Ultimately, neither party is worthy of admiration because both the princesses and their husbands are in the same moral condition. This is most clearly displayed by the tale of the ninth princess who was chained to the bed and chained when she rode her horse and who had to hang at her husband’s arm and feed at his hand (50). One night in June, she “flew off his wrist and tore his liver from his body, and bit [her] chain in pieces and left him on the bed with his eyes open” (51). It is hard to choose which person behaves more despicably. I suppose that the argument could be made that her husband is worthy of greater blame than she is because he instigated horrid behaviors without reason while she was merely reacting to her circumstances. But when it is such an evil, such an immoral, such an unspeakable act, does motive matter? Certainly, it makes the crime more understandable, but not more justifiable. But I would argue that the behavior of this princess is just as bad as the behavior of her husband and as such, it is not commendable, it is not justifiable, it should not be hailed as a courageous struggle against oppression and patriarchy. If their behaviors are at the same place on a spectrum of morality and her husband’s behavior is not acceptable, her behavior is assuredly not acceptable either. To admire this princess’s conduct would be grossly inconsistent because it would mean that one admires in the princess what one despises in her husband.

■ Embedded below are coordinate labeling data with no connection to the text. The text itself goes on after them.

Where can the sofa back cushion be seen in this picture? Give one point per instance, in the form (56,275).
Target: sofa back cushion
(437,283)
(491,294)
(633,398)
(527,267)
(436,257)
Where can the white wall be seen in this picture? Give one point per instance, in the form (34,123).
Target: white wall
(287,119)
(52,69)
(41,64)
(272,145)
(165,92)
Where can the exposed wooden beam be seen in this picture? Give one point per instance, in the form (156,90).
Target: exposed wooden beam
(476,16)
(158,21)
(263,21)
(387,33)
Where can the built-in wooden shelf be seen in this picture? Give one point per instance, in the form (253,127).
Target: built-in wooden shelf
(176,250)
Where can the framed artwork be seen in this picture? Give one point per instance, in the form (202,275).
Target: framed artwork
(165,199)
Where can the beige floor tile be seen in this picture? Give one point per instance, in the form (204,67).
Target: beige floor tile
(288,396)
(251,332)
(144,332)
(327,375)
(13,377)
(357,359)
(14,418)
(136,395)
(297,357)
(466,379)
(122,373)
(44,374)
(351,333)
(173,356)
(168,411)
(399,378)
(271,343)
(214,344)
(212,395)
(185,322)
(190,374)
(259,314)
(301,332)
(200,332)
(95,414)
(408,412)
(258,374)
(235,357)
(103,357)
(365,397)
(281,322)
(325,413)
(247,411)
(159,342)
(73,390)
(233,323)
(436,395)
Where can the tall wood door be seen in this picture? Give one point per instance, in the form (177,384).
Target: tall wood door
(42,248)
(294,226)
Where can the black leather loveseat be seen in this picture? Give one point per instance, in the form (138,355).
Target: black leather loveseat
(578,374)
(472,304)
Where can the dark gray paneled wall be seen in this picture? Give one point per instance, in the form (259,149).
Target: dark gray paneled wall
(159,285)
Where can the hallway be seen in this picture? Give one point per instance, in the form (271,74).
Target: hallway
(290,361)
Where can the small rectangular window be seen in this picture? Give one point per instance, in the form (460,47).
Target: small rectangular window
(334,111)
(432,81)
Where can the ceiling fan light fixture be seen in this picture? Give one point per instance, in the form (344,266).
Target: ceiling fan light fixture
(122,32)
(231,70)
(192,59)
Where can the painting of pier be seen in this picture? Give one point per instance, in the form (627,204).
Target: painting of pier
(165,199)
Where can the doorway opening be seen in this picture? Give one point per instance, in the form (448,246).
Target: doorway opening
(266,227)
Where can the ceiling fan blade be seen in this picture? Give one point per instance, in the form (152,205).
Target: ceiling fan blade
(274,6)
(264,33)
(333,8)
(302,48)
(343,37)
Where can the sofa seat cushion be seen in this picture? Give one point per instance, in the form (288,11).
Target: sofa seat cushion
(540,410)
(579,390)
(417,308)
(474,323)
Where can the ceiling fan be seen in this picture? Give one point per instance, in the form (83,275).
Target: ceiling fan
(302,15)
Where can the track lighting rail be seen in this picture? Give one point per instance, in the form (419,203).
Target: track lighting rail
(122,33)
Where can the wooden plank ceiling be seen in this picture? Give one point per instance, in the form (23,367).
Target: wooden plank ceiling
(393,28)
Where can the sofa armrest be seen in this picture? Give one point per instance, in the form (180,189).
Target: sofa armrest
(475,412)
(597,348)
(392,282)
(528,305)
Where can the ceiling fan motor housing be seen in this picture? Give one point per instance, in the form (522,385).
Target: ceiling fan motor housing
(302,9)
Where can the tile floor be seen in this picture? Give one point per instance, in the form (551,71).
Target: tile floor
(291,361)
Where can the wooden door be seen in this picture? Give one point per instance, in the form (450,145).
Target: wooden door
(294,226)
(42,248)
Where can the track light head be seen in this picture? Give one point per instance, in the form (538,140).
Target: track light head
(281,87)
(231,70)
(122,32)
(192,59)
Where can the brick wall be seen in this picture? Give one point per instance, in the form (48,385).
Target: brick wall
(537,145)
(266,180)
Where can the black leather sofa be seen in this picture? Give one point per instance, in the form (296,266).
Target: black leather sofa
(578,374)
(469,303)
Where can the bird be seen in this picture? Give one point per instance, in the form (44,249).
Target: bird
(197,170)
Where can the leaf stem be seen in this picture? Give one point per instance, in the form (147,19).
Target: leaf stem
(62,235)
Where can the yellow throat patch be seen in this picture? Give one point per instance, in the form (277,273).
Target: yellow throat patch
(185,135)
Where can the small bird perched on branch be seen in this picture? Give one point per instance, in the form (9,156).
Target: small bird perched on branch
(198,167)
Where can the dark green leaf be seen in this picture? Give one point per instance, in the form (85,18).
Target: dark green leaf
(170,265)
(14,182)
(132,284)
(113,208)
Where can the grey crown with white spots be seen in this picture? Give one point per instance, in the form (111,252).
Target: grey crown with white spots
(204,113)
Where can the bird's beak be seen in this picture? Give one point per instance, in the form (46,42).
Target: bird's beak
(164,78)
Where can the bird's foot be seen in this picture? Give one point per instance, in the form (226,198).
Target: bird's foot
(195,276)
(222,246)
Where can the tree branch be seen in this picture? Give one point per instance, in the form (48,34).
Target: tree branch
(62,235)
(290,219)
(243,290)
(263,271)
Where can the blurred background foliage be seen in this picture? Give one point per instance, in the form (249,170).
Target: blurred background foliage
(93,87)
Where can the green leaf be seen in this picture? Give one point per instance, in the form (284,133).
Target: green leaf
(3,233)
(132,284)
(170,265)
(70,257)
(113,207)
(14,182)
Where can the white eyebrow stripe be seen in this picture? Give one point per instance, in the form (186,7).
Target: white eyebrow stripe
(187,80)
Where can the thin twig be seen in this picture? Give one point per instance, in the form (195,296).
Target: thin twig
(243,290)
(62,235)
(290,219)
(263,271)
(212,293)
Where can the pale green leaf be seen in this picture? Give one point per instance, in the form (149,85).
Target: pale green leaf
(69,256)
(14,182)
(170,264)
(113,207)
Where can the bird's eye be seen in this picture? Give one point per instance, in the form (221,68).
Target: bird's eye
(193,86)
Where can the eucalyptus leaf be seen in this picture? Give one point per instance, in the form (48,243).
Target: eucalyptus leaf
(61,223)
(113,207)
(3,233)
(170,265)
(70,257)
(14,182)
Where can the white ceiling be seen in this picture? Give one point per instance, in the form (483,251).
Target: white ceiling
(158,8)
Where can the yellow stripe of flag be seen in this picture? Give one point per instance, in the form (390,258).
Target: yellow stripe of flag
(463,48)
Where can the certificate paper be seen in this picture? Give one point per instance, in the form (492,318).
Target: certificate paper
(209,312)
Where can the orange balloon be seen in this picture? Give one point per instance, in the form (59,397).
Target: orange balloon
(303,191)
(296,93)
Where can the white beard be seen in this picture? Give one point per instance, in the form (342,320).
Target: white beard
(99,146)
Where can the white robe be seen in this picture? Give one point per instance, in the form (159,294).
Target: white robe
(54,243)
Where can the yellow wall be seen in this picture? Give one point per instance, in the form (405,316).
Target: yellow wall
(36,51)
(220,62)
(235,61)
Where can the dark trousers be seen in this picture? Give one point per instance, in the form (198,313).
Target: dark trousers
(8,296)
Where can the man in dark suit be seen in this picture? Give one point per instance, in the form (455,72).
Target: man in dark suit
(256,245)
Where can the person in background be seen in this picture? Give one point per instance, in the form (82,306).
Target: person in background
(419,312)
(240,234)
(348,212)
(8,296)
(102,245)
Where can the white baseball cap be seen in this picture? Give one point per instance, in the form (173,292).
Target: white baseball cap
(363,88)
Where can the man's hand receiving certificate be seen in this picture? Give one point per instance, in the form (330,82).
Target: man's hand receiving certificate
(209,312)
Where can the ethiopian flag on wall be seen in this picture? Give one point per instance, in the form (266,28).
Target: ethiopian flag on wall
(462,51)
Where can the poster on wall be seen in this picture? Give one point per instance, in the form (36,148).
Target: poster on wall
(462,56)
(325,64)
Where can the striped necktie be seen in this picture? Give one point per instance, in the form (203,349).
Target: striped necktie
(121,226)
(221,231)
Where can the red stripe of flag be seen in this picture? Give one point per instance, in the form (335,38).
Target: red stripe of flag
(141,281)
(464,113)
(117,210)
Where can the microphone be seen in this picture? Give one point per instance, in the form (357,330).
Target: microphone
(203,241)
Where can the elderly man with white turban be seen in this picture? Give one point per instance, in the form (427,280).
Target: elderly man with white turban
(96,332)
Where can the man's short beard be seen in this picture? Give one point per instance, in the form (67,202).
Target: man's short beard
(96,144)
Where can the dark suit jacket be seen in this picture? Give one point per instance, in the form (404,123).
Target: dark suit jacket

The validity of Winterson’s idea - that women must combat the evilness of oppression with which they are surrounded and that they take an active role in expressing their autonomy by resisting the repression of their husbands who are so ingrained in a patriarchal system that they know no other way to behave - is completely negated by the fact that she demonstrates this struggle as a violent war, a war in which one must meet evil with more evil. She contradicts herself. On the one hand, she presents the oppressive, unfaithful, and sometimes, violent men as evil, abominable, as a force against which the princesses ought not give in, but ought instead to endeavor actively to combat these men. But on the other hand, she portrays the violent and cruel women who commit murderous acts as commendable, as people who fight bravely against injustice. The problem is that this suggests that murder of the oppressor is the only way to combat oppression. This is ultimately what renders Winterson’s argument unsuccessful - it suggests only one way, and an evil way at that, to break free of patriarchal constraints, but life is not so one-dimensional. Life is complexity and the fight against oppression is no exception.
Works Cited
Winterson, Jeanette. Sexing the Cherry. New York: Grove Press, 1989. Print.